The project uses the SMS Spam Collection dataset, which contains labeled SMS messages categorized as either spam or ham (legitimate messages). The dataset is loaded from SMSSpamCollection with two columns:

label: Indicates whether the message is spam or ham
message: The actual text content of the SMS

Implementation Details

Common Preprocessing Steps

Text cleaning using regular expressions
Conversion to lowercase
Removal of stopwords
Text normalization (stemming/lemmatization)

1. Bag of Words (BOW) Approach

Uses CountVectorizer from scikit-learn
Features:
- Maximum 2,500 features
- Includes unigrams and bigrams (ngram_range=(1,2))
Model: Multinomial Naive Bayes classifier

2. TF-IDF Approach

Uses TfidfVectorizer from scikit-learn
Features:
- Maximum 2,500 features
- Includes unigrams and bigrams (ngram_range=(1,2))
Model: Multinomial Naive Bayes classifier

3. Word2Vec with Average Word Embeddings

Uses gensim Word2Vec model
Features:
- Custom trained Word2Vec model on the SMS dataset
- Average word vectors for sentence representation
- Vector dimension standardization to 100 features
Model: Random Forest Classifier

Project Structure

|
├── 1_Spam_Classification_using_BOW.ipynb        # BOW implementation
├── 2_Spam_Classification_using_TF-IDF.ipynb     # TF-IDF implementation
├── 3_Spam_Classification_using_Word2Vec_AvgWord2Vec.ipynb  # Word2Vec implementation
└── README.md

Requirements

The project requires the following Python libraries:

pandas
numpy
scikit-learn
nltk
gensim
tqdm

Model Performance

Each approach was evaluated using standard classification metrics including accuracy, precision, recall, and F1-score.
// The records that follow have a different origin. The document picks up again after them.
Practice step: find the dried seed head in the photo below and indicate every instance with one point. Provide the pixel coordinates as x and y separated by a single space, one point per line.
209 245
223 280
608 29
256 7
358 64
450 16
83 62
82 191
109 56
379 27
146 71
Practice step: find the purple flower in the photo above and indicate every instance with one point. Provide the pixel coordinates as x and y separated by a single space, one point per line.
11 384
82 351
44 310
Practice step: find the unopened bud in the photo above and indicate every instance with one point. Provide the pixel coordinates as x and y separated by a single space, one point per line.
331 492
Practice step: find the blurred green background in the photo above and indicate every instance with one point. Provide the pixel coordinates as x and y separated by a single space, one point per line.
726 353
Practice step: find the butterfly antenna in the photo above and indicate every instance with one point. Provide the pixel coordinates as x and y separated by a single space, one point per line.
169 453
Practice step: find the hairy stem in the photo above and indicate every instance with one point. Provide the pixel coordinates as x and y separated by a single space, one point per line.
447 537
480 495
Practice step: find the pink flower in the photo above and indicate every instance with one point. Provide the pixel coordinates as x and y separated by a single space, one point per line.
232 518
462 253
The models were trained on 80% of the data and tested on the remaining 20%.

Usage

Install the required packages:

pip install pandas numpy scikit-learn nltk gensim tqdm

Download required NLTK data:

  
import nltk
nltk.download('stopwords')
nltk.download('wordnet')
nltk.download('punkt_tab')

Run the Jupyter notebooks in sequence to compare different approaches:
- Start with BOW implementation
- Move to TF-IDF implementation
- Finally, try the Word2Vec implementation

This post is licensed under CC BY 4.0 by the author.